Wired: INSIDE THE DEMOCRATS’ PLAN TO FIX THEIR CRUMBLING DATA OPERATION
Since 2011, Vertica has been the Democratic Party’s central repository for data—a place to store every state’s voter file, every door knock and phone call organizers make, and every bit of commercially available data campaigns collect. It played an important role in President Obama’s successful bid for reelection in 2012, and established having a strong data operation as core to modern-day campaigning. After just a few years, however, the system was already showing its age, and many Democrats feared that the lack of a strong data operation could handicap their candidates in 2020 and beyond.
Krikorian started hearing what he calls “war stories” about Vertica almost immediately, as he interviewed former campaign staffers like Robby Mook, Clinton’s campaign manager, and Stephanie Hannon, a former Googler and Clinton’s chief technology officer. The system was famous for crashing for 16 hours at a time. One data director in North Carolina told him she used to nap in her car just waiting for Vertica to come back online. Mook, Krikorian recalls, likened Vertica to Beirut—when the system got overloaded, as it almost always did, it would just shut down until the shelling stopped.

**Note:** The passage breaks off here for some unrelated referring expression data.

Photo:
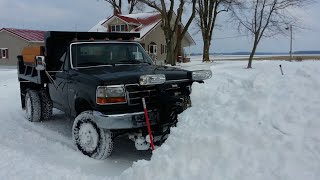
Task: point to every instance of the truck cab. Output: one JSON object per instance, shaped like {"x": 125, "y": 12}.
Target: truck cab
{"x": 109, "y": 84}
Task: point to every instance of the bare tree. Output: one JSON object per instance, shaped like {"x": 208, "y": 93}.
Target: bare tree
{"x": 265, "y": 18}
{"x": 117, "y": 5}
{"x": 171, "y": 24}
{"x": 208, "y": 11}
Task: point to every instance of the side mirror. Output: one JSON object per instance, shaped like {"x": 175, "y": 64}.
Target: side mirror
{"x": 40, "y": 63}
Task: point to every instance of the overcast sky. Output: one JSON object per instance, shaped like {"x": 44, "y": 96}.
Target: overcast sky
{"x": 81, "y": 15}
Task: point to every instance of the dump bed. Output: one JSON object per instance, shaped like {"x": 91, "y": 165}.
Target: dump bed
{"x": 56, "y": 45}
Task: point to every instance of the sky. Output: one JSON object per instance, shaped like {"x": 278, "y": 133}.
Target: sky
{"x": 81, "y": 15}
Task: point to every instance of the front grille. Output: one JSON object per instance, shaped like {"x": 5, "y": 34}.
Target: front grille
{"x": 135, "y": 93}
{"x": 153, "y": 94}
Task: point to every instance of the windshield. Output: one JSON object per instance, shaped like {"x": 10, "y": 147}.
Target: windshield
{"x": 99, "y": 54}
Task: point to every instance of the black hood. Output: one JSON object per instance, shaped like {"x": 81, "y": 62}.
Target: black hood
{"x": 130, "y": 74}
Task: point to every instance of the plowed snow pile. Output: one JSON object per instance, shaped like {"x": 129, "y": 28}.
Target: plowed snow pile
{"x": 244, "y": 124}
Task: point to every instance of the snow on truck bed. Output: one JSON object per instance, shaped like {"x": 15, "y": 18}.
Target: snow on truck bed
{"x": 244, "y": 124}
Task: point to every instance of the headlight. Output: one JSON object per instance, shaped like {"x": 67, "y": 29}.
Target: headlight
{"x": 152, "y": 79}
{"x": 201, "y": 75}
{"x": 111, "y": 95}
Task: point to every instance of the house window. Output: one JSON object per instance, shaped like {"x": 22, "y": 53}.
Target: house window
{"x": 118, "y": 28}
{"x": 153, "y": 48}
{"x": 4, "y": 53}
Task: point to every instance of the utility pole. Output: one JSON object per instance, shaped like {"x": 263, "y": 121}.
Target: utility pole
{"x": 290, "y": 42}
{"x": 291, "y": 37}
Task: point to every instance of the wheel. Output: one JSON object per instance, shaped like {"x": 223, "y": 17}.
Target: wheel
{"x": 91, "y": 140}
{"x": 46, "y": 105}
{"x": 33, "y": 106}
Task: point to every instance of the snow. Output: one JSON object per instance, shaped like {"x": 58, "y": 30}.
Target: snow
{"x": 244, "y": 124}
{"x": 99, "y": 27}
{"x": 141, "y": 15}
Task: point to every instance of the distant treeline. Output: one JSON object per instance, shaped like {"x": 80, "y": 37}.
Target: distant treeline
{"x": 259, "y": 53}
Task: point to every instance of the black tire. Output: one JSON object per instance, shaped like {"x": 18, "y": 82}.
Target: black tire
{"x": 46, "y": 105}
{"x": 33, "y": 106}
{"x": 101, "y": 142}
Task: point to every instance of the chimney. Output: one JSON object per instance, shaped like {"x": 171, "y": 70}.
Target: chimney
{"x": 116, "y": 11}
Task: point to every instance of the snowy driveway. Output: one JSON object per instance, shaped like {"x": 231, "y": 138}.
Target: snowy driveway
{"x": 244, "y": 124}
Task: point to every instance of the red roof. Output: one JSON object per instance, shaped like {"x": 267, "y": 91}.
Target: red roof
{"x": 26, "y": 34}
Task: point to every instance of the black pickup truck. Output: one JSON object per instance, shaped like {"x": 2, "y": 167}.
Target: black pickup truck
{"x": 103, "y": 80}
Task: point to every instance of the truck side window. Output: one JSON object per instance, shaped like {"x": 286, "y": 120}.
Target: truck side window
{"x": 66, "y": 64}
{"x": 61, "y": 61}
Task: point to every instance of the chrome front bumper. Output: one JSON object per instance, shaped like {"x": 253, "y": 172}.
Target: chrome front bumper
{"x": 124, "y": 121}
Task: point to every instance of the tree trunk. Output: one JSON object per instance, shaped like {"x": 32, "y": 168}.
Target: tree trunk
{"x": 206, "y": 46}
{"x": 171, "y": 56}
{"x": 253, "y": 52}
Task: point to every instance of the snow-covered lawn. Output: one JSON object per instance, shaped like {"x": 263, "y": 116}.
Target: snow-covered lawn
{"x": 244, "y": 124}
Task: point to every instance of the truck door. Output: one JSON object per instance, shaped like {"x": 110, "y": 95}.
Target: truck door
{"x": 59, "y": 87}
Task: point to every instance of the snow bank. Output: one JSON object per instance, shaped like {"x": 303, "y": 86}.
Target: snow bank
{"x": 245, "y": 124}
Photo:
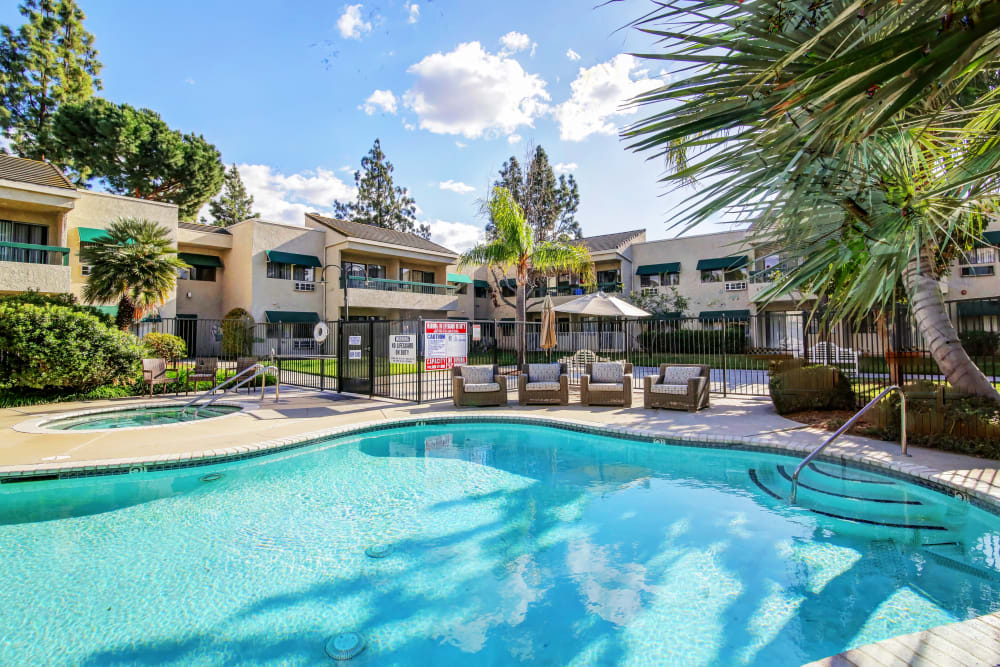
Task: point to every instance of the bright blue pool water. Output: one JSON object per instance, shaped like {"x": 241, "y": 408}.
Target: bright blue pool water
{"x": 510, "y": 544}
{"x": 138, "y": 417}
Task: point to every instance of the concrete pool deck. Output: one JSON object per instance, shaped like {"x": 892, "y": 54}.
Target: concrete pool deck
{"x": 300, "y": 415}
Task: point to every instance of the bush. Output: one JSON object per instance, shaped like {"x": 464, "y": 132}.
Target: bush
{"x": 237, "y": 333}
{"x": 794, "y": 387}
{"x": 58, "y": 348}
{"x": 164, "y": 346}
{"x": 980, "y": 343}
{"x": 65, "y": 300}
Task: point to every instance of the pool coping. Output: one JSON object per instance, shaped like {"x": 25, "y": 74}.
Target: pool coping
{"x": 36, "y": 425}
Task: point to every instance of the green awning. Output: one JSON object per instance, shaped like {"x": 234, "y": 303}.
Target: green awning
{"x": 91, "y": 235}
{"x": 978, "y": 307}
{"x": 723, "y": 263}
{"x": 293, "y": 258}
{"x": 291, "y": 316}
{"x": 657, "y": 269}
{"x": 195, "y": 259}
{"x": 724, "y": 314}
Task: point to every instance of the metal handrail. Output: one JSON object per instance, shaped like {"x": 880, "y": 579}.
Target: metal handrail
{"x": 845, "y": 427}
{"x": 263, "y": 370}
{"x": 221, "y": 385}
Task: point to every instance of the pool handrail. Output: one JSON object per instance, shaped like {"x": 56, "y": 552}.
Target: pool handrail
{"x": 222, "y": 384}
{"x": 847, "y": 425}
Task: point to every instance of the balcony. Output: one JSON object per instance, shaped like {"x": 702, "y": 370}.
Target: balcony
{"x": 26, "y": 266}
{"x": 403, "y": 294}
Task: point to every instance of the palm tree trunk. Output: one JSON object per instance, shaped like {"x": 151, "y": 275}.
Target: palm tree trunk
{"x": 126, "y": 313}
{"x": 939, "y": 333}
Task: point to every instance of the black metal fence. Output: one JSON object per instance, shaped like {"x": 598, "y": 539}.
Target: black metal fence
{"x": 357, "y": 356}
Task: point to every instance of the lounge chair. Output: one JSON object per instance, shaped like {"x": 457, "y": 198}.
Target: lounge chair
{"x": 154, "y": 372}
{"x": 607, "y": 383}
{"x": 478, "y": 385}
{"x": 205, "y": 370}
{"x": 677, "y": 387}
{"x": 543, "y": 383}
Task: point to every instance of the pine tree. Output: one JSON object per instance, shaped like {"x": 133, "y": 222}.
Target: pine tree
{"x": 234, "y": 204}
{"x": 379, "y": 202}
{"x": 549, "y": 204}
{"x": 48, "y": 61}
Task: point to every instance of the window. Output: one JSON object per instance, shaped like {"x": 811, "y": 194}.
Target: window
{"x": 205, "y": 273}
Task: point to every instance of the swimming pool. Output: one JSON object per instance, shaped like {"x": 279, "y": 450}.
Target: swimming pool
{"x": 509, "y": 543}
{"x": 136, "y": 417}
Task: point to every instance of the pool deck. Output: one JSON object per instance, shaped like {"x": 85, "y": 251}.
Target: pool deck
{"x": 300, "y": 415}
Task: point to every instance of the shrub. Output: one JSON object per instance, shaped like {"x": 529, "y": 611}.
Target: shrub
{"x": 56, "y": 347}
{"x": 164, "y": 346}
{"x": 980, "y": 343}
{"x": 795, "y": 387}
{"x": 65, "y": 300}
{"x": 237, "y": 333}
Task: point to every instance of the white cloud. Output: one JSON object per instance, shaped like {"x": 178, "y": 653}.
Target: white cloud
{"x": 287, "y": 197}
{"x": 414, "y": 10}
{"x": 382, "y": 100}
{"x": 598, "y": 93}
{"x": 458, "y": 236}
{"x": 351, "y": 25}
{"x": 456, "y": 186}
{"x": 513, "y": 42}
{"x": 471, "y": 92}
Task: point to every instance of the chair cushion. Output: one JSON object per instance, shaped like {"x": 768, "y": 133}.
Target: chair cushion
{"x": 543, "y": 373}
{"x": 680, "y": 374}
{"x": 477, "y": 375}
{"x": 542, "y": 386}
{"x": 679, "y": 389}
{"x": 481, "y": 387}
{"x": 610, "y": 372}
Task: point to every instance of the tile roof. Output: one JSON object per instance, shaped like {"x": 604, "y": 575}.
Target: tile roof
{"x": 380, "y": 235}
{"x": 614, "y": 241}
{"x": 32, "y": 171}
{"x": 199, "y": 227}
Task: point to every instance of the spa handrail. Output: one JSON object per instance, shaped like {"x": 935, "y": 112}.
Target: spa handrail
{"x": 847, "y": 425}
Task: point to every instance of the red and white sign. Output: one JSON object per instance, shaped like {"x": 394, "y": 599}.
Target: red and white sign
{"x": 446, "y": 344}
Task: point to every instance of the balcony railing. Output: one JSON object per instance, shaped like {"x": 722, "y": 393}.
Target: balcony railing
{"x": 29, "y": 253}
{"x": 386, "y": 285}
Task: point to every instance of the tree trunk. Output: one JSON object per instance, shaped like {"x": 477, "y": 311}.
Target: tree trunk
{"x": 939, "y": 333}
{"x": 126, "y": 314}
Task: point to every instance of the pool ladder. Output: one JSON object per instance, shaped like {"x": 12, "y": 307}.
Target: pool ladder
{"x": 847, "y": 425}
{"x": 257, "y": 369}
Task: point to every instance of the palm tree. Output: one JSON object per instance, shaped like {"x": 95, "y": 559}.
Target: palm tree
{"x": 513, "y": 247}
{"x": 861, "y": 137}
{"x": 134, "y": 264}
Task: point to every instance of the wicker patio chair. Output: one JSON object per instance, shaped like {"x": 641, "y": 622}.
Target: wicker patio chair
{"x": 154, "y": 372}
{"x": 478, "y": 386}
{"x": 205, "y": 370}
{"x": 677, "y": 387}
{"x": 607, "y": 383}
{"x": 543, "y": 383}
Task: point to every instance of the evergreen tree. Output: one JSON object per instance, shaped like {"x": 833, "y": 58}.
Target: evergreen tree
{"x": 49, "y": 61}
{"x": 379, "y": 202}
{"x": 135, "y": 153}
{"x": 549, "y": 204}
{"x": 234, "y": 204}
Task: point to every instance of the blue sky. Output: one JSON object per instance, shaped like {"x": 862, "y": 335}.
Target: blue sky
{"x": 295, "y": 93}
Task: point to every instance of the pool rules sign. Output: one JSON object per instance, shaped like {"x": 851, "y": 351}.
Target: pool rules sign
{"x": 446, "y": 344}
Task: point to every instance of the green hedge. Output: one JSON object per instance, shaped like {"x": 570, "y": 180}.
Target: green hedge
{"x": 58, "y": 348}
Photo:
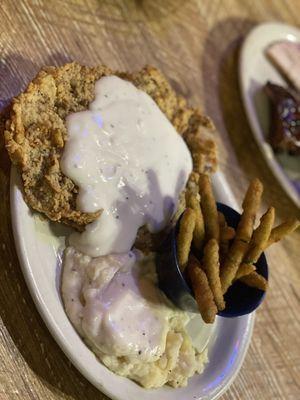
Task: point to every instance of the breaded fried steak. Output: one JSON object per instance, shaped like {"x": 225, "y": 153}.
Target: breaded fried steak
{"x": 35, "y": 132}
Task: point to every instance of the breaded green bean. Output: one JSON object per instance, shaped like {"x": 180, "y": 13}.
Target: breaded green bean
{"x": 199, "y": 232}
{"x": 209, "y": 208}
{"x": 203, "y": 294}
{"x": 185, "y": 236}
{"x": 260, "y": 236}
{"x": 211, "y": 267}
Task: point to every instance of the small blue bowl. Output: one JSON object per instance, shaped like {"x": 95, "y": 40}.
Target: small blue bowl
{"x": 240, "y": 299}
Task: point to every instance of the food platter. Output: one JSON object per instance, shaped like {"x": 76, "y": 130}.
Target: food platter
{"x": 254, "y": 72}
{"x": 39, "y": 246}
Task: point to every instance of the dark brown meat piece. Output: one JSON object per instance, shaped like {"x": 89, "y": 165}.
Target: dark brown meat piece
{"x": 284, "y": 135}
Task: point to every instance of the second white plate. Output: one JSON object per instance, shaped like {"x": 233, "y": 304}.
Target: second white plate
{"x": 254, "y": 72}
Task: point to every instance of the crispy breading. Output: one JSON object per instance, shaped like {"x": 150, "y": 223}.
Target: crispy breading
{"x": 250, "y": 206}
{"x": 185, "y": 236}
{"x": 36, "y": 132}
{"x": 202, "y": 291}
{"x": 243, "y": 234}
{"x": 211, "y": 267}
{"x": 232, "y": 262}
{"x": 260, "y": 236}
{"x": 193, "y": 202}
{"x": 209, "y": 208}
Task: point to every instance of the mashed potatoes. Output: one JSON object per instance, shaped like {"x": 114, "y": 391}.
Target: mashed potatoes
{"x": 114, "y": 303}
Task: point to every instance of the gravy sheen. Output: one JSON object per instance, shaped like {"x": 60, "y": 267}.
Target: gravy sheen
{"x": 114, "y": 303}
{"x": 126, "y": 159}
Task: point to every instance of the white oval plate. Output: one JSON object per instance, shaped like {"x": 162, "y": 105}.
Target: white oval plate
{"x": 39, "y": 245}
{"x": 254, "y": 71}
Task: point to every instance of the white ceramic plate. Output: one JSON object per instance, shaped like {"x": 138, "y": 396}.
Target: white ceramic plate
{"x": 39, "y": 245}
{"x": 254, "y": 72}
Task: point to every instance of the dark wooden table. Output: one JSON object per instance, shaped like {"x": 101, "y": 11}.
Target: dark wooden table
{"x": 196, "y": 44}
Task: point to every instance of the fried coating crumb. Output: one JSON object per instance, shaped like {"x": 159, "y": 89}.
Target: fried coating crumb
{"x": 35, "y": 132}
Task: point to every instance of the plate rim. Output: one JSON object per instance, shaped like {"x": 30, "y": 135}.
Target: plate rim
{"x": 252, "y": 118}
{"x": 50, "y": 322}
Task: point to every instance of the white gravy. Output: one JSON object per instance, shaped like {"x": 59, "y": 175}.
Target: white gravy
{"x": 115, "y": 304}
{"x": 128, "y": 160}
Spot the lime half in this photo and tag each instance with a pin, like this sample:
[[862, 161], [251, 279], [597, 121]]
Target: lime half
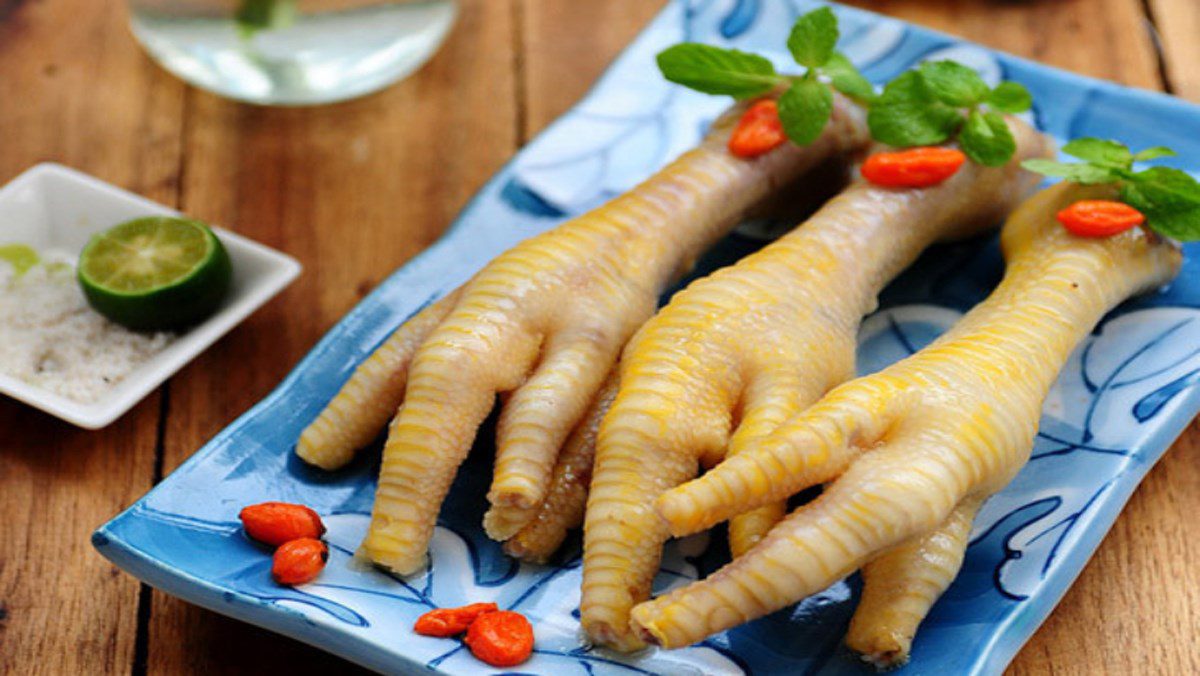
[[155, 274]]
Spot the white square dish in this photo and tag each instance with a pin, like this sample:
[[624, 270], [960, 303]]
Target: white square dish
[[54, 208]]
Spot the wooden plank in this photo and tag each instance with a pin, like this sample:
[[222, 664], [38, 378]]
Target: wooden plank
[[567, 45], [352, 190], [76, 89], [1179, 23]]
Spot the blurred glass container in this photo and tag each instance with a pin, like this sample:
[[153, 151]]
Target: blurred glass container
[[292, 52]]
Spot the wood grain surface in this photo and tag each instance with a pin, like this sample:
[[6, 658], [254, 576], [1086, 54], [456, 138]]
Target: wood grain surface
[[357, 189]]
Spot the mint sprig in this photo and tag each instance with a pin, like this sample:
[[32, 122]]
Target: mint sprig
[[1168, 197], [805, 101], [255, 16], [941, 100]]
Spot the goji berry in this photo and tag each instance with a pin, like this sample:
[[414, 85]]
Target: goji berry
[[759, 131], [277, 522], [1099, 217], [918, 167], [450, 621], [501, 639], [299, 561]]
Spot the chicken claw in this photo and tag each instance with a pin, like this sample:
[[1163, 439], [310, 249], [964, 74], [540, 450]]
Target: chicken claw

“It’s not the system’s fault it wasn’t working,” Mook tells WIRED. “It wasn’t built to last a long time or have the number of users it ended up having.”
For Krikorian, Vertica seemed like the main impediment to technological progress within the party. “I came in with a whole set of lofty goals of things we wanted to achieve at the party,” Krikorian says. “Once I peeled the onion, it all sort of came down to, well, we can’t do Interesting Thing X until Vertica’s fixed.”
So, in the months before the 2018 midterms, a make-or-break election for Democrats, he made the risky bet to divide his 40-person tech staff into two teams. One team would need to keep Vertica alive through Election Day; the other would be in charge of building whatever came next.
Now, Krikorian’s team is preparing to pull the plug on Vertica and stand up a new, more powerful system called, simply, the Data Warehouse. It will be backed by Google’s analytics tool called BigQuery, a cloud-based platform capable of handling massive datasets at the scale and speed necessary for an organization the size of the Democratic party.
“One of my top priorities has been to overhaul the party’s tech and data infrastructure and make sure we put the 2020 nominee and all of our candidates in the best possible position to take on the GOP and win,” DNC chair Tom Perez told WIRED in a statement. “The DNC’s Data Warehouse is the centerpiece of our tech efforts and will allow campaigns and committees to better store, access, and analyze their data.”